Ich räume ein paar Sachen ins andere Haus. Ohne Vorwarnung wird mir schwindlig. Ich rette mich gerade noch auf mein Bett. Ich hebe die Beine hoch. Die Verzweiflung zerfrisst mich. Nach 5 Minuten stehe ich auf. Ich laufe den Flur entlang, halte mich an den Wänden fest. Ich schleiche zurück ins Zimmer. Wieder liege ich auf dem Bett. Eine Mitbewohnerin kommt herein. Mittlerweile liege ich seit 15 Minuten hier. Sie redet mit mir. Ich bitte sie einen Betreuer zu holen. Sie sieht mich verstöhrt an. Die Leiterin kommt dazu, macht Kaffee. Die Mitbewohnerin bringt mir den Kaffee. Die Leiterin sagt: "Machen sie mal ein bisschen Zucker rein." "Nein, bitte nicht. Bitte nicht." Ich weine fast. Der Kaffee wird auf dem Bett eingeschenkt. "Bitte nicht auf dem Bett. Bitte tu es runter. Das Bett ist doch frisch überzogen. Bitte." Die Tränen stehen mir schon in den Augen.
Ich trinke den Kaffee, bleibe noch 10 Minuten liegen. Langsam richte ich mich auf. Es fällt mir schwer zu denken und zu reden. Ich lalle. Ich gehe zum Büro und klopfe. Die Leiterin und ein Betreuer stehen in der Tür. "Ich fahre jetzt zum Drogeriemarkt. Ich brauche noch Duschgel." Ich muss alle meine Kraft aufbringen um diesen Satz zu sagen. "Sie wollen doch jetzt nicht ernsthaft fahren?" "Doch, doch." "Nein, geben sie mir ihren Schlüssel." "Neee, ich kann schon fahren. Das geht wirklich." "Nein, sie fahren jetzt bestimmt nicht. Geben sie mir ihren Schlüssel." "Ich will doch nur fahren. Bitte lassen sie mich einfach nur fahren. Bitte. Bitte. Bitte." Erneut muss ich gegen das Wasser in den Augen ankämpfen.

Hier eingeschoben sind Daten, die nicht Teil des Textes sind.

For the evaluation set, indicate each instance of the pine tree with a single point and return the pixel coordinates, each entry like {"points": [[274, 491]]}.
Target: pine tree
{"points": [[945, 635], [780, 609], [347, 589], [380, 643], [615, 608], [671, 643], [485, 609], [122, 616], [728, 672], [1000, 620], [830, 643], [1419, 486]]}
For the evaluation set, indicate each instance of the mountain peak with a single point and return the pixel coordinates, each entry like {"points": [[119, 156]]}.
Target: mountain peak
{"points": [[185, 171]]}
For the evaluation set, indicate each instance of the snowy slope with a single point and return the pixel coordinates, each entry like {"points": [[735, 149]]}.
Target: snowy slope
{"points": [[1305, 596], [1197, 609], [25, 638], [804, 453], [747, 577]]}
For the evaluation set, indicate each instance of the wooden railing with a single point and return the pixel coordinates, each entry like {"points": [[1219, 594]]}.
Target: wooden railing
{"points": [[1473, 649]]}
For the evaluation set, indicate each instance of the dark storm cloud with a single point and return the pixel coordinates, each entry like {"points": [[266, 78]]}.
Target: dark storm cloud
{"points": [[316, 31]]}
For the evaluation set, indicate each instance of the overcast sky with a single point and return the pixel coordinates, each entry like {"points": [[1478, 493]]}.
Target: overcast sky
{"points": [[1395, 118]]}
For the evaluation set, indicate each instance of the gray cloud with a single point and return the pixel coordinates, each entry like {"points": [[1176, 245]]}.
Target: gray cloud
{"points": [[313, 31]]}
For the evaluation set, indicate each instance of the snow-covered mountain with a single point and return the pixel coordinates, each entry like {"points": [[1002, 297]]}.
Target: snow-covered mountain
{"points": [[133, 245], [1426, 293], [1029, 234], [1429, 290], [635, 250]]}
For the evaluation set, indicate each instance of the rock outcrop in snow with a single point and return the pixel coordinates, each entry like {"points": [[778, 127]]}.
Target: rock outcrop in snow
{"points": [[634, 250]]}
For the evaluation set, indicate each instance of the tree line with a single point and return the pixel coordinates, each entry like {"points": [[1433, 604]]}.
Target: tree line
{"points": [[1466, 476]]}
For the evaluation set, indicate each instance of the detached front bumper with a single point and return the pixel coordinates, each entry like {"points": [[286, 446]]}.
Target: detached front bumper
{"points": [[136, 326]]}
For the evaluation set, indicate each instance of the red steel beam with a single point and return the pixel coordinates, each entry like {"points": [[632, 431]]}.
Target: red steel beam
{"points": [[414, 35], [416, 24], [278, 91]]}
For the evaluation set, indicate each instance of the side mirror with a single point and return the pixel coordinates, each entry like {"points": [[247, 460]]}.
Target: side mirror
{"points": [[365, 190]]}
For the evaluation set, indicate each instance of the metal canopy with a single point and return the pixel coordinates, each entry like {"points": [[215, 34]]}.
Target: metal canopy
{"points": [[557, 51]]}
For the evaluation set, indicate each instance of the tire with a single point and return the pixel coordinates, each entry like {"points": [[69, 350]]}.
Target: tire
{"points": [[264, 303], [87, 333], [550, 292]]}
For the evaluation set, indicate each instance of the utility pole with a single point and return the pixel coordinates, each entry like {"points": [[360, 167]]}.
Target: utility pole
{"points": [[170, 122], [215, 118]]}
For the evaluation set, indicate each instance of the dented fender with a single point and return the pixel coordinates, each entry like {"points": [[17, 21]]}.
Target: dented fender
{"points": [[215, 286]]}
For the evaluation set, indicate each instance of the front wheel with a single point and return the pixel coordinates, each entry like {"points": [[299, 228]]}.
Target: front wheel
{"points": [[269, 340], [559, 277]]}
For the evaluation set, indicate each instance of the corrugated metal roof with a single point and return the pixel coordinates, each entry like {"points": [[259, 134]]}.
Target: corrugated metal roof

Ein anderer Mitbewohner fährt mein Auto, damit ich einkaufen gehen kann. Ich rede wirres Zeug. Die frische Luft tut mir gut. Ich merke wie langsam wieder Leben in meinen Körper kommt. Morgen werde ich sicher darüber sprechen müssen. Ich würde am liebsten jetzt schon kotzen.

ich mag sehr wie du schreibst
AntwortenLöschenstark und zerbrechlich zugleich
phie, ich kenne dich nicht persönlich und kann mich nur an dem orientieren, was du hier schreibst, aber wieso tust du nichts? Willst du so lange weitermachen, bis du vielleicht im Krankenhaus aufwachst, zwangsernährt wirst, bis du so lange wegbleibst, dass das bleibende Schäden verursacht? Diese Einrichtung ist der letzte Dreck, wenn es da wirklich so zugeht, wie du es berichtest, verschwinde da, geh irgendwohin, wo man dich ernst nimmt, wo du dich selber ernst nehmen kannst und wo du die Hilfe bekommst, die du benötigst.